9. The re-blocking process refers to the re-configuration of structures to open space for housing and services and is unpacked in greater detail in Section 3.2 of this article.

10. A re-blocking policy was recently adopted by the City of Cape Town.

11. The South African Alliance comprises of several community-based organisations affiliated to SDI. Each organisation within the partnership has a different focus (e.g. technical support, community mobilisation, re-blocking). The alliance works collectively to promote projects and activities that place the poor as central actors in their own development.

12. Approximately USD 300,000.

13. Ikhayalami is a registered NGO and member of the South African SDI Alliance that provides technical support with a specific focus on re-blocking and shelter provision. Ikhayalami focuses on the design and manufacture of affordable, sustainable and socially acceptable shelter and infrastructural solutions that are durable, easy to transport and quick to erect.

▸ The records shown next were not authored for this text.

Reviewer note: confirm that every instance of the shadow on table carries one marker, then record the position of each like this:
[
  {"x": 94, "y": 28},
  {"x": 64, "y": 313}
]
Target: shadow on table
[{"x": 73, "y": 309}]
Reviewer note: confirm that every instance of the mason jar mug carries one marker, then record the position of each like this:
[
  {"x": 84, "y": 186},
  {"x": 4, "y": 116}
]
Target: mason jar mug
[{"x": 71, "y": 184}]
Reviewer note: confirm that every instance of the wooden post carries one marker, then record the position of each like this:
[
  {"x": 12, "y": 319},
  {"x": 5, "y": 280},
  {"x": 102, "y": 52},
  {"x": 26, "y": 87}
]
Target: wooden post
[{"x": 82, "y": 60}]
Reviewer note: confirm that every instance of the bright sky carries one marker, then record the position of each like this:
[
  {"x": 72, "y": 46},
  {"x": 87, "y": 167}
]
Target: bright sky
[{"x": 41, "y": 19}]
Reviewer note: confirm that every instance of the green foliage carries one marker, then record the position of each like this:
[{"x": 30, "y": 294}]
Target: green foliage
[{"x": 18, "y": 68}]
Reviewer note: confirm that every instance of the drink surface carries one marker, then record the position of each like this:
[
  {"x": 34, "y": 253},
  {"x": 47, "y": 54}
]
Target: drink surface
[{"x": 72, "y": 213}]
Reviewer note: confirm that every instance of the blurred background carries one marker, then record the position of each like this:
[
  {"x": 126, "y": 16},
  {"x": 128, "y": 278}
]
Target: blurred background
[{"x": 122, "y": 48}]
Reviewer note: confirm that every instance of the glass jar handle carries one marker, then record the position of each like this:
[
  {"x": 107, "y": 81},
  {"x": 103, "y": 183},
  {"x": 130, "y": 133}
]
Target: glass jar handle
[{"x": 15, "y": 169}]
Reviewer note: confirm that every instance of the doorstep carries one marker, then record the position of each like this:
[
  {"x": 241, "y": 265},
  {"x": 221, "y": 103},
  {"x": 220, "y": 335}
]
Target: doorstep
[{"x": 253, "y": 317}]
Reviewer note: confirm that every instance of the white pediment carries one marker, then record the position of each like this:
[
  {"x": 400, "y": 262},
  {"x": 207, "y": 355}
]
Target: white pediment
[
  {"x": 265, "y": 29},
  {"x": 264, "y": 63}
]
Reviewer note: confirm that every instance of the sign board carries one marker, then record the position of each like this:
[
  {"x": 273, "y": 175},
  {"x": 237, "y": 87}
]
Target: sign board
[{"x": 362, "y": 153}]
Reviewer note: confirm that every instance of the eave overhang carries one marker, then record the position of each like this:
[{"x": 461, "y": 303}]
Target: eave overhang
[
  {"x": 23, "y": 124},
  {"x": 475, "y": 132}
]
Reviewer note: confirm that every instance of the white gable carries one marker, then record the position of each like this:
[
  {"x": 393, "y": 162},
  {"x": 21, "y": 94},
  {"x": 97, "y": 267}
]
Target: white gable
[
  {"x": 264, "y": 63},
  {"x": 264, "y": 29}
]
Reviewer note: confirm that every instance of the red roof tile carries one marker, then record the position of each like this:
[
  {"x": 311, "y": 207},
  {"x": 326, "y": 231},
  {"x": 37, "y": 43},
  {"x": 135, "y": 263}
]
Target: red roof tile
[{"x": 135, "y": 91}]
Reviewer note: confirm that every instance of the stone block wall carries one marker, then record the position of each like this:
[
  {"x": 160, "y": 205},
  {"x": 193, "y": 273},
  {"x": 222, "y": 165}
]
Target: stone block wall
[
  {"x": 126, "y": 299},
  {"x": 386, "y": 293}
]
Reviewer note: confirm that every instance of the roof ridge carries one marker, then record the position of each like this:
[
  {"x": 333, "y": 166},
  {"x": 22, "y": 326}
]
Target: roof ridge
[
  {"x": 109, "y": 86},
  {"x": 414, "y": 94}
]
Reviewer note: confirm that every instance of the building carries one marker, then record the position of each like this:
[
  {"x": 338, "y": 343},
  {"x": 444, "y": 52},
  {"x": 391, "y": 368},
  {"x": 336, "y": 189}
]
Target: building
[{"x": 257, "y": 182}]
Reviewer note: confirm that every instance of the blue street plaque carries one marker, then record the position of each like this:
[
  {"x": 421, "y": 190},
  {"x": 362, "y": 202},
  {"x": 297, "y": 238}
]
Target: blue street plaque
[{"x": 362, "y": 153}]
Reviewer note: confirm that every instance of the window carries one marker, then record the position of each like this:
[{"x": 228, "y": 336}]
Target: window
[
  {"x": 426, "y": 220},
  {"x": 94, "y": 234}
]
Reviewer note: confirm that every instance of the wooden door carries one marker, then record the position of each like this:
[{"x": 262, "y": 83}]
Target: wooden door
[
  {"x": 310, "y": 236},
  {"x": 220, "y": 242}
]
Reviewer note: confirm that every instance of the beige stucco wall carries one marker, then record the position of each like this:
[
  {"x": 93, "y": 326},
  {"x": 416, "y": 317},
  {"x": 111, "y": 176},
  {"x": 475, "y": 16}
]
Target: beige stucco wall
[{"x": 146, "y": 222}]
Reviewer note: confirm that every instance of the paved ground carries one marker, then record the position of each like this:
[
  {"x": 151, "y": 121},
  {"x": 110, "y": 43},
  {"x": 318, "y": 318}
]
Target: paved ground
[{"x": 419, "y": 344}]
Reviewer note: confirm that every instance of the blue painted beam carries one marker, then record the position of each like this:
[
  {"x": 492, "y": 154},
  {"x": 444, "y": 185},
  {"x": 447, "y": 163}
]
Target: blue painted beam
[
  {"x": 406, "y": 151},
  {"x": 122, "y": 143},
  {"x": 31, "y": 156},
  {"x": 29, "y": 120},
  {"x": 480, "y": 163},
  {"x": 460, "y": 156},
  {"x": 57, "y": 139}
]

14. The ISN is a member of the South African SDI alliance. It is a bottom-up agglomeration of settlement-level and national-level organisations of the poor at the citywide scale.

15. When profiling, enumerating and mapping informal settlements, communities often divide the area into ‘clusters’ of households. Information is then collected per cluster and the total is collated to form an overall picture of the slum. This approach makes it easier to make detailed upgrading plans while retaining an overall strategic vision.